A funeral for five adults and a child who lost their lives in the Holocaust will take place in the UK on Sunday, after their remains were found unexpectedly at a war museum in London.
Thought to be the first burial ceremony of its kind in Britain, it comes after the ash and bone fragments were released from the Imperial War Museum, which has held them since since 1997.
Though the museum had specified that it did not wish to receive human remains, they were given alongside other Holocaust-related items by a private donor.
They were confirmed by the Auschwitz-Birkenau museum to originate from the concentration camp.
The Imperial War Museum is conducting a review of all Holocaust-related items in its care ahead of a new exhibition, and concluded it was no longer appropriate to hold the remains.
They have been independently tested by the English Heritage Centre for Archaeology and were passed to the United Synagogue, following discussions with the Chief Rabbi Ephraim Mirvis and the Auschwitz-Birkenau museum.
The south London museum, which is licensed to hold human tissue, will be sending a trustee to the burial, as will representatives from other communities of victims persecuted and executed at Auschwitz-Birkenau.

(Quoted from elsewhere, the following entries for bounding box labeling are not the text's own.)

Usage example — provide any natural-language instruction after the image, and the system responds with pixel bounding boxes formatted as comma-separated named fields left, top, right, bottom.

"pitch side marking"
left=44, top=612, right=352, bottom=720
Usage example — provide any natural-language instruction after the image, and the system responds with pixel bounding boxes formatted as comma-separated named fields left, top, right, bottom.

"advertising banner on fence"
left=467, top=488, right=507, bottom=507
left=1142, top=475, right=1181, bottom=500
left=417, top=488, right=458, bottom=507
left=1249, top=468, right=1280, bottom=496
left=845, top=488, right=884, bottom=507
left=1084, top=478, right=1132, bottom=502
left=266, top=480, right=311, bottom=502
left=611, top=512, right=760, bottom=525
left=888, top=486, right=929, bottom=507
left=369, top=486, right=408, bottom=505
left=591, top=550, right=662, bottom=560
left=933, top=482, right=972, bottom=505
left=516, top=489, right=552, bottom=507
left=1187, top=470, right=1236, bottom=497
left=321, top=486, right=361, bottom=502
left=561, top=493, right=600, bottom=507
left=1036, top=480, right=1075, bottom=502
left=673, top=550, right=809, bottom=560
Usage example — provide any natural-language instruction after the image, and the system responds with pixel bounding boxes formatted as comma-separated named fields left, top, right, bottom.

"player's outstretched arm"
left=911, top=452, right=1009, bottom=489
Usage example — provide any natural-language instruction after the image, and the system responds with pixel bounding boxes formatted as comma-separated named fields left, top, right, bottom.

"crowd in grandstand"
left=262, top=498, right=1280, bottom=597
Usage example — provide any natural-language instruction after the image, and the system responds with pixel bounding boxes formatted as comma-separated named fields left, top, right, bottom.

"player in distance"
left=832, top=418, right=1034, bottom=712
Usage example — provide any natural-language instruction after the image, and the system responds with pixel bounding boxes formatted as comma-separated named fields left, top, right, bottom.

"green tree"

The musem’s director general, Diane Lees said: “[We are] grateful to Chief Rabbi Mirvis, the Rabbinical Council of the United Synagogue, the staff at Bushey New Cemetery and Auschwitz-Birkenau State Museum for the invaluable support and advice that they have provided during this process.
“It is hoped that the burial, which will be attended by members of the Jewish and non-Jewish communities, will afford these individuals the respect and dignity they were denied in both life and death.”
The remains will be laid to rest at Bushey New Cemetery, one week before Holocaust Memorial Day.
More than a million men, women and children died in the former Nazi concentration camp Auschwitz in occupied Poland during the Second World War.
Six million Jewish people were murdered during the genocide in Europe in the years leading up to 1945, and the Jews are rightly remembered as the group that Adolf Hitler’s Nazi party most savagely persecuted during the Holocaust.